In my opinion, the Internet has changed the dissemination of visual work for the better, especially for a number of social media-savvy newcomers who are effectively subverting the white male art world with the tools at their disposal. So in the spirit of art season and our social media-themed May, we figured we'd put together a list of five amazing artists who have an entire Internet-based oeuvre of work to peruse. From reclaiming the practice of self-portraiture to innovating on societal shaming of sentiment, these emerging artists are meditating on notions of identity, emotion and intimacy, and cultivating loyal online fanbases in the process. After all, who needs FRIEZE when you've got WiFi?
Photographer Vivian Fu's practice centers around her identity as an Asian-American woman, and all the complexities that come along with it, from fetishization to sidelining. Raw, intimate and often uncomfortable, her works are honest looks into her personal life that continually reassert her artistic autonomy, and ultimately illuminate larger questions surrounding power dynamics and the myth of the model minority.
One of the co-founders of the femme-focused, Internet-based art movement, Cybertwee, May Waver's work centers on championing the societally ascribed ideals of femininity (i.e. softness, romanticism, embracing the emotional), and reframing them as qualities of strength. And while she's been on our radar thanks to her ASMR-centric videos for a while now, with the opening of Cybertwee's first IRL solo show, Float dreams = 4D*cosradiansflower+sky;, it seems like an appropriate time for us to revisit her body of work for this round-up.

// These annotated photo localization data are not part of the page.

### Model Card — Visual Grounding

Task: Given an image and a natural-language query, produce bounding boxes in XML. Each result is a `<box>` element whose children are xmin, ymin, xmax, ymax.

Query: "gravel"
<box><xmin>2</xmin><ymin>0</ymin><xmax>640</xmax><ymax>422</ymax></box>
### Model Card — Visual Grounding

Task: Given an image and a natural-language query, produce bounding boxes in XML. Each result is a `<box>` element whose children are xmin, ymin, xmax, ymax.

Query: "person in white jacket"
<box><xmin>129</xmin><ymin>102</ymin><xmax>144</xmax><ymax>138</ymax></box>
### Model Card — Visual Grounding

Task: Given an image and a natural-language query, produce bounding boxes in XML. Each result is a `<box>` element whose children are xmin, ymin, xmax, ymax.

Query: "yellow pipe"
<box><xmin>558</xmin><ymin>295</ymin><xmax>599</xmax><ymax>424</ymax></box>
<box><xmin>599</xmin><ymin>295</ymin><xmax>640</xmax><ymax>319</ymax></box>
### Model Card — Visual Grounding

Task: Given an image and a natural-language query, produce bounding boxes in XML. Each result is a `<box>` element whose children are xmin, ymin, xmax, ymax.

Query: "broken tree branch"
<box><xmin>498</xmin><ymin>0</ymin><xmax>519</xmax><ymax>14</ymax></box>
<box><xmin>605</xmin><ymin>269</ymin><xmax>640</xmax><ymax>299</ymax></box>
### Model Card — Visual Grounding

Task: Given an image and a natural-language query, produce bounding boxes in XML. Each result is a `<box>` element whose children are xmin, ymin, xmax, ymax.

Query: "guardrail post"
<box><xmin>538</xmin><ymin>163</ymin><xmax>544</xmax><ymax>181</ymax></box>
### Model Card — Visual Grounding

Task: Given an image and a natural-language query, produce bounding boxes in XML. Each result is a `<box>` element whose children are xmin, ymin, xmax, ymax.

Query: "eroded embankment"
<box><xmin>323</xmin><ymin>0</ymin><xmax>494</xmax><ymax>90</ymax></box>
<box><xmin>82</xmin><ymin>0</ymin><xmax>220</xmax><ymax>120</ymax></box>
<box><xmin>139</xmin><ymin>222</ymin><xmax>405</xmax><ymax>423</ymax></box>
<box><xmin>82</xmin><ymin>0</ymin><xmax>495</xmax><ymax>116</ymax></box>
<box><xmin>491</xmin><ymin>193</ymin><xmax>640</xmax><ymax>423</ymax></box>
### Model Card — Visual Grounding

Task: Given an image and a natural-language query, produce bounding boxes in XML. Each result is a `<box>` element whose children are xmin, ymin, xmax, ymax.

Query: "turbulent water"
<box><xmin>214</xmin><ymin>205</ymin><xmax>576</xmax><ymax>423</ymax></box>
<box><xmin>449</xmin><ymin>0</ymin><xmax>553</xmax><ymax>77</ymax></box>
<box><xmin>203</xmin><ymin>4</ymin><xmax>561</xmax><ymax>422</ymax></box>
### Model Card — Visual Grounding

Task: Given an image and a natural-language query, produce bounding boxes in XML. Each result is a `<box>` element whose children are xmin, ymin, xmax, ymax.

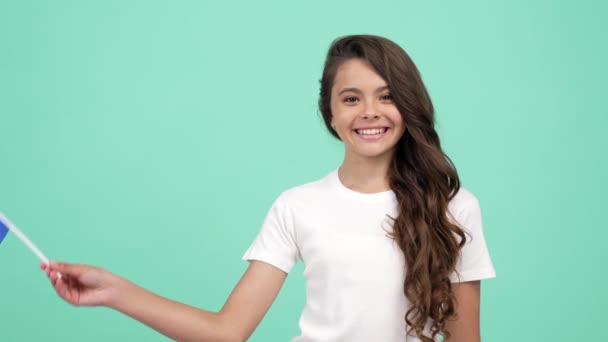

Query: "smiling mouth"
<box><xmin>354</xmin><ymin>127</ymin><xmax>389</xmax><ymax>135</ymax></box>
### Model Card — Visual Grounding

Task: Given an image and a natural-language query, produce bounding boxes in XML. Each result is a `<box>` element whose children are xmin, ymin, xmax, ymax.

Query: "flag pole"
<box><xmin>0</xmin><ymin>212</ymin><xmax>62</xmax><ymax>279</ymax></box>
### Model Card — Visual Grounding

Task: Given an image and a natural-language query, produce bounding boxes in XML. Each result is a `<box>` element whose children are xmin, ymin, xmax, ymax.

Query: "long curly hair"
<box><xmin>318</xmin><ymin>35</ymin><xmax>467</xmax><ymax>341</ymax></box>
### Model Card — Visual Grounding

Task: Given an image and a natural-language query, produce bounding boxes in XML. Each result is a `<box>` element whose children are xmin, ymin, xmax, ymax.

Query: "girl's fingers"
<box><xmin>51</xmin><ymin>270</ymin><xmax>65</xmax><ymax>286</ymax></box>
<box><xmin>49</xmin><ymin>261</ymin><xmax>86</xmax><ymax>277</ymax></box>
<box><xmin>41</xmin><ymin>265</ymin><xmax>74</xmax><ymax>304</ymax></box>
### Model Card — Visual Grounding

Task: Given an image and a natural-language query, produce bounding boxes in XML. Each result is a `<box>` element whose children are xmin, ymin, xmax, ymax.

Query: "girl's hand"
<box><xmin>40</xmin><ymin>261</ymin><xmax>120</xmax><ymax>307</ymax></box>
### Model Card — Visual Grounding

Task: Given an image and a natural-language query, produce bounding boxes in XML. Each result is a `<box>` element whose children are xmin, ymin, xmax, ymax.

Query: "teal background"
<box><xmin>1</xmin><ymin>0</ymin><xmax>606</xmax><ymax>341</ymax></box>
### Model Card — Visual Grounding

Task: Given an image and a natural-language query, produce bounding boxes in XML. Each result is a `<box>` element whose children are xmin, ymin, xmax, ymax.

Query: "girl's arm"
<box><xmin>43</xmin><ymin>260</ymin><xmax>286</xmax><ymax>342</ymax></box>
<box><xmin>444</xmin><ymin>280</ymin><xmax>482</xmax><ymax>342</ymax></box>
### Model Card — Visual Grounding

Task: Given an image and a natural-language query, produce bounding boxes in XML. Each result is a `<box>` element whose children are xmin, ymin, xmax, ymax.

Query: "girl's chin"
<box><xmin>346</xmin><ymin>146</ymin><xmax>397</xmax><ymax>159</ymax></box>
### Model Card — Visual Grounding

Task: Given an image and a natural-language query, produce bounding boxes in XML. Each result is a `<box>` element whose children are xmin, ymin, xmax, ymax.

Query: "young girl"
<box><xmin>42</xmin><ymin>35</ymin><xmax>495</xmax><ymax>342</ymax></box>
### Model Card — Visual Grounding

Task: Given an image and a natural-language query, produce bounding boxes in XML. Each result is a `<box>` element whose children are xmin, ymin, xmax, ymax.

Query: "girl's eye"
<box><xmin>381</xmin><ymin>94</ymin><xmax>393</xmax><ymax>101</ymax></box>
<box><xmin>344</xmin><ymin>96</ymin><xmax>358</xmax><ymax>103</ymax></box>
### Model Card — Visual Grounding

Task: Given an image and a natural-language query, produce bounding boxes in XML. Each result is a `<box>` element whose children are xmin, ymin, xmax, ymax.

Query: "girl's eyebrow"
<box><xmin>338</xmin><ymin>85</ymin><xmax>390</xmax><ymax>95</ymax></box>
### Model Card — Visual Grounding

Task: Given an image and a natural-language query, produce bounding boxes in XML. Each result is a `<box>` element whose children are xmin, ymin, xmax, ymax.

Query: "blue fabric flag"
<box><xmin>0</xmin><ymin>217</ymin><xmax>8</xmax><ymax>245</ymax></box>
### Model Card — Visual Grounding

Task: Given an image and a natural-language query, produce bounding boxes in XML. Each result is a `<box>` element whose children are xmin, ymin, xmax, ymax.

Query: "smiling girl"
<box><xmin>42</xmin><ymin>35</ymin><xmax>495</xmax><ymax>342</ymax></box>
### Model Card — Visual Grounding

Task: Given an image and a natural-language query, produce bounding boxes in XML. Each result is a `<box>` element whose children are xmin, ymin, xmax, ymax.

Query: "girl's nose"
<box><xmin>361</xmin><ymin>100</ymin><xmax>380</xmax><ymax>119</ymax></box>
<box><xmin>361</xmin><ymin>111</ymin><xmax>380</xmax><ymax>119</ymax></box>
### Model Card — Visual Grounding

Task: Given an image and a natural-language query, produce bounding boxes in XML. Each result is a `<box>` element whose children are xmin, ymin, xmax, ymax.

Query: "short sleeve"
<box><xmin>242</xmin><ymin>194</ymin><xmax>300</xmax><ymax>274</ymax></box>
<box><xmin>448</xmin><ymin>193</ymin><xmax>496</xmax><ymax>283</ymax></box>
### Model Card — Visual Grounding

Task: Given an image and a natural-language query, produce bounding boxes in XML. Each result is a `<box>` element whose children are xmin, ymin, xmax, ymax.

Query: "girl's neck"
<box><xmin>338</xmin><ymin>152</ymin><xmax>393</xmax><ymax>194</ymax></box>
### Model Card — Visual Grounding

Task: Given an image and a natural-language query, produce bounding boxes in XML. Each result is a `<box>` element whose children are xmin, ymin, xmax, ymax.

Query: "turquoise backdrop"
<box><xmin>1</xmin><ymin>1</ymin><xmax>606</xmax><ymax>341</ymax></box>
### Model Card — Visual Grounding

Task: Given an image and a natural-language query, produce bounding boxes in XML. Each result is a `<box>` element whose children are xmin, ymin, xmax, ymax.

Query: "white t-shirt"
<box><xmin>242</xmin><ymin>169</ymin><xmax>496</xmax><ymax>342</ymax></box>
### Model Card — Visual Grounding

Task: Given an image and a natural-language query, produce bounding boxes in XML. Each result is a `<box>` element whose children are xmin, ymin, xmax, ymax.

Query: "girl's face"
<box><xmin>330</xmin><ymin>58</ymin><xmax>406</xmax><ymax>161</ymax></box>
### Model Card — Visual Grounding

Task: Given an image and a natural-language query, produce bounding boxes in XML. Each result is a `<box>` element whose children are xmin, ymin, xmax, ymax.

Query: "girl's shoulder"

On a similar bent, poet/artist Lora Mathis is creating works that celebrate the idea of "radical softness," which posits that sharing your emotions is the ultimate political power move in a society that puts a premium of masculine stoicism. Creating image series that combine rich colors, floral motifs and luxe textures with salient statements, her work encourages everyone to embrace their feelings and healing process sans trepidation or self-judgment.
Multimedia artist RAFiA Santana's work focuses on the oft-stigmatized topics of mental illness, sexual empowerment and appeal, all contextualized by her identity as a black woman. Tackling topics that straddle the external, the internal and all the gray areas in between, her projects -- which range from candy-colored gifs to cartoon self portraits -- not only rethink selfie culture, but the entire idea of what it means to be a woman of color in the digital age.
Recent MICA grad Luisa Rodriguez (aka RipGirl) combines her love of '90s pop culture with her experience growing up as a Latina in her multimedia practice, which spans everything from animation to illustration. Inspired by everything from Bonne Bell LipSmackers to Buffy The Vampire Slayer, Rodriguez's practice unapologetically revels in the "girly," balancing pink drawings and mall motifs with a sharp Daria-esque humor and eye for detail. Definitely an emerging talent to watch out for.